Dubai: The International Air Transport Association (IATA) released estimates showing that global Sustainable Aviation Fuel (SAF) production is expected to reach around 2.4 million tonnes in 2026, representing just 0.8% of aviation fuel use, at a cost to airlines of $4.3 billion.
According to Emirates News Agency, Willie Walsh, IATA's Director General, expressed concerns about the current trajectory of SAF production. Five years after the commitment to achieve net zero by 2050, SAF production is projected to account for a mere 0.8% of airline fuel use this year. Walsh highlighted the challenges posed by ineffective government policies and limited interest from oil companies, which are complicating efforts to meet the target of 65% SAF use by 2050. He emphasized the need for urgency in developing renewables, including SAF, in light of the current energy challenges, energy independence goals, job creation, and climate change mitigation.
To expedite the scaling-up of SAF, IATA has identified four key priorities for coordinated action.
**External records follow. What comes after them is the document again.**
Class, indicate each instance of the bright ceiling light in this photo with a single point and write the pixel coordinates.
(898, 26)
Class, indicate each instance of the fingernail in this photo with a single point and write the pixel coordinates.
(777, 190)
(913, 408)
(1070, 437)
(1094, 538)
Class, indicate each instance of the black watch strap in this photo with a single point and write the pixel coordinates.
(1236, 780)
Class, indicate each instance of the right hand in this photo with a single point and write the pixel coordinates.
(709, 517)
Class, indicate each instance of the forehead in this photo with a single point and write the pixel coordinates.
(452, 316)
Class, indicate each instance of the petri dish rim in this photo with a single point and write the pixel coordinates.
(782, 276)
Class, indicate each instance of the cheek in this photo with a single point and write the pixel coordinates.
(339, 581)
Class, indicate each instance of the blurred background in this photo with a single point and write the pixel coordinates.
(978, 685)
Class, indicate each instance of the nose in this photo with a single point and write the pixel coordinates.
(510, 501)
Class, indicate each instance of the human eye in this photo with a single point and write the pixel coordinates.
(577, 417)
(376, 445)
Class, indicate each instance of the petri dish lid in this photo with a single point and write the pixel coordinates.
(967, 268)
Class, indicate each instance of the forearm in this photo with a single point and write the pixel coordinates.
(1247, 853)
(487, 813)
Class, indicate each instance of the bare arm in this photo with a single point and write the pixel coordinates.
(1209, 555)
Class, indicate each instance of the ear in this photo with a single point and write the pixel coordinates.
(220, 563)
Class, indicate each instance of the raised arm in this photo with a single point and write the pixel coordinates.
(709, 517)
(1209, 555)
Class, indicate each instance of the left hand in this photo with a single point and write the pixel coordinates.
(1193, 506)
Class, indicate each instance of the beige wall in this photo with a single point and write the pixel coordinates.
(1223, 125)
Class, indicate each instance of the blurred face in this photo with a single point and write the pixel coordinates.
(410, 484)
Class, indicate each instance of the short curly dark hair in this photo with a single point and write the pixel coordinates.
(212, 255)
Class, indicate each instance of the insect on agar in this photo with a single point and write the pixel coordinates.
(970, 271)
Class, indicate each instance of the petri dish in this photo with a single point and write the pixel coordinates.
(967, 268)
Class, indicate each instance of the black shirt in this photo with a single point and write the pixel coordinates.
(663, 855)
The first priority is expanding the renewable energy supply to support SAF production and ensure the availability of sufficient feedstocks and clean energy. Secondly, IATA advocates for open access to fuel infrastructure, such as pipelines, storage, and airport fuel systems, to promote fair competition and efficient distribution.
The third priority is to strengthen policy support through effective sequencing of production incentives and investment frameworks, providing certainty and reducing risk prior to imposing mandates. Finally, IATA calls for the establishment of a global SAF market with adequate volumes at commercially viable prices, crucial for the financial and economic sustainability of airlines. A book-and-claim system is deemed essential for transforming the SAF market into a global one, allowing accessibility to airlines and SAF producers regardless of their location. Harmonized standards are also necessary to create enduring rules and ensure fair competition.